614.アシュリーの手紙〜ラルフside

『ねえ、君は何を恐れている?

エビアスが魔法呪になりかけている云々はともかく、悪魔が身近にうろついていたのは、実はずっと前から気づいていたんじゃない?

なのに君が何も手を打っていない。

どうして?』

『君は、あえて見逃した……違うな。

気づいた事自体、かなかった事にした?

ああ、もしかして君、悪魔の存在自体を感じ取ったのは……』

この後、国王は先代国王を通して悪魔の存在に気づいたと察せられたわけだが……国王が恐れて悪魔の存在を隠蔽した理由に思い当たる。

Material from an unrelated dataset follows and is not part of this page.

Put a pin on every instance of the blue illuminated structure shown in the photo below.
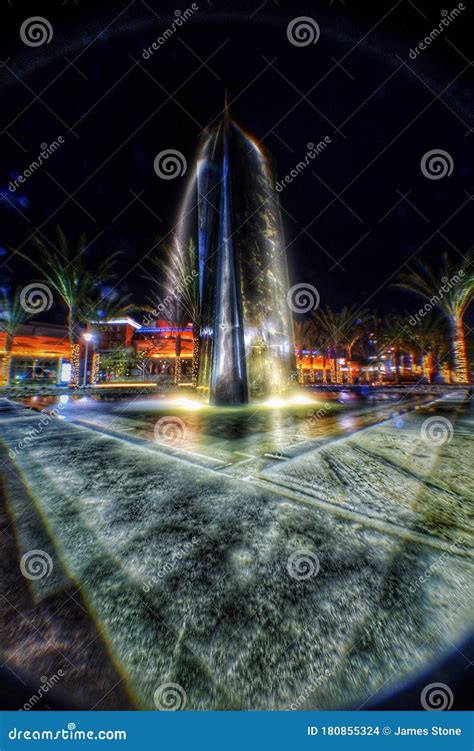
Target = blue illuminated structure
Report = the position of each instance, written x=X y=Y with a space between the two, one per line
x=246 y=333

国王は最愛と呼んでいたアシュリーを、いわゆる生贄のように扱い、王位を得ようした。

それが露呈するのを恐れて……。

俺が流民達の船に乗る際、王女が目覚めさせるのを船の上から見ていた。

王女に記憶を封じられる前のアシュリーだ。

アシュリーは明らかに怯え、王女の存在を否定し、しかし王女に感情的にならないよう、なけなしの理性を働かせていたように思う。

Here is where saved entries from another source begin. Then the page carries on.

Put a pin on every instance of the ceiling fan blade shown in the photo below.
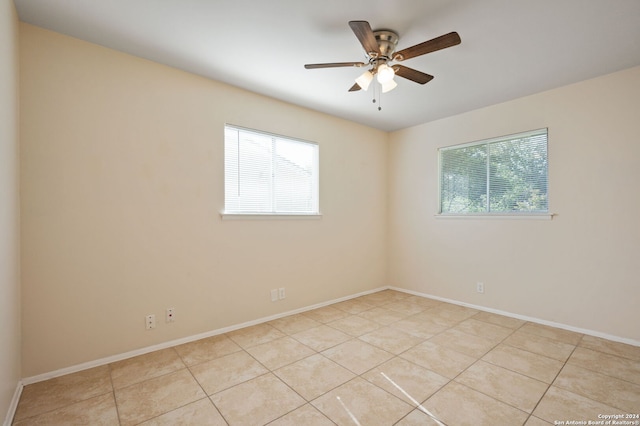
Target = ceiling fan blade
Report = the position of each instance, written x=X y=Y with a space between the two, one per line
x=363 y=31
x=335 y=65
x=411 y=74
x=432 y=45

酷い母親ではないかと、実は船の上で人知れずアシュリーを責めていた。

王女を傷つける手紙でも書いているのかと危惧し、目がかなり良いのもあって、書く内容を僅かに盗み見ていた。

もちろん普通の視力のミハイルには、文字を読めなかったと思う。

俺もハッキリ読めた訳じゃないが、手紙の内容はあらかた理解した。

【あなたの裏切りに気づいていました。

かつてあなたを愛した心は、同じだけの深い憎しみに変わってしまった。

あなたが憎い。

あなたを愛し、助けを待っていた私自身も、あなたに呼ばれて嬉しいと感じさせた私の名も……全てが憎い。

だから私は、全てを忘れます。

これまで生きてきた全てを。

あなたが呼んだ名も全て。

さようなら】

恐らく、こんな風に書かれていた。

今ならわかる。

アシュリーは無体を強いられただけでなく、愛していた 婚約者(国王) の裏切りに気づき、心を壊していたんだと思う。

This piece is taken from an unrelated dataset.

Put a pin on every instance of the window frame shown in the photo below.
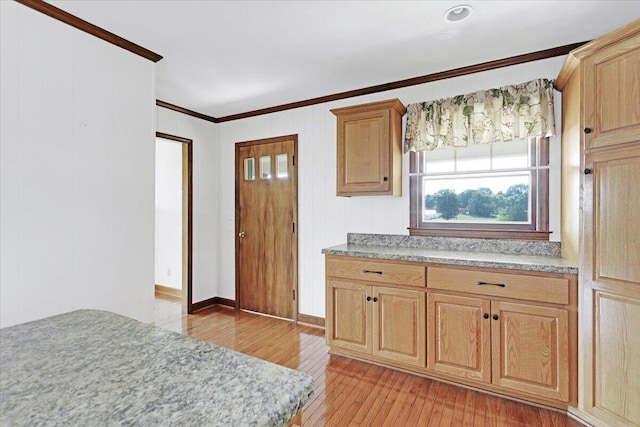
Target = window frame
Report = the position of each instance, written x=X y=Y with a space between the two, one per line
x=538 y=229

王女と血の繋がった母親であっても、王女を愛するべきだと……俺は言えない。

「国王はスリアーダが率先してアシュリーを貶めたような体を取らせながら、隠れて共謀していたようなものよ。

アシュリーはきっと……気づいていたんじゃないかしら。

だから余計、病んでいったのでしょうね」

公女の口調も表情も、さっぱりとしている。

母親はもちろん、国王への恨みすら感じられない。

「うああ!

肩がっ、肩がぁっ!」

諸悪の根源たる国王が、大声で騒ぐ。

精神が弱体化しているからか、痛みを我慢する事ができないのだろう。

何かを蹴り飛ばしたようなモーションの王女を見て、国王の肩を思いきり蹴り飛ばしたようだ。

「お許しを!

父上、許して下さっ、んぐぅっ」

痛みに仰け反って露になった口元を塞ぐように、王女は再び踏みつける。

「んー、ふっ、ふっ……」

「自分の祝福名をベルジャンヌの祝福名へと捧げて、忠誠を誓え。

そうすれば お(・) 前(・) の地位を守るのを許してあげる」

王女が畳みかけるように、国王に強烈な威圧を放ちながら告げた。

確か時間がないと言っていた。

王女はこの後、きっとエビアスの元へ行き、エビアスに取り憑いた 全ての元凶(悪魔) を消滅させるつもりか?

だとすれば、阻止しなければ。

稀代の悪女は、悪魔を呼び出し、悪魔と共に滅せられた。

口伝と史実が違っていても、王女が死ぬ要因は悪魔。

これだけは間違いないはず。

だが……。

「王女はどうして真実を明らかにしろと言わない?」

生まれた疑問が口を突く。

これでは王女の虐げられてきた半生が報われない。

真実を知っているだろう公女を見る。

しかし苦笑するのみで、答えは教えてもらえない。

「うっ……本当に……」

「ああ、約束は守る。

お前が私への敗北を認めて祝福名を差し出すなら、お前の息子を悪魔から助けてあげる。

ただしお前は死ぬまで王として、健全な次代が育つまで王を止める事は許さない」

健全な次代……この時代の王太子、エビアスとは言わないのか。

俺の時代の国王、ジルガリム=ロベニア。

きっとあの人が、健全な次代に当たるのだろう。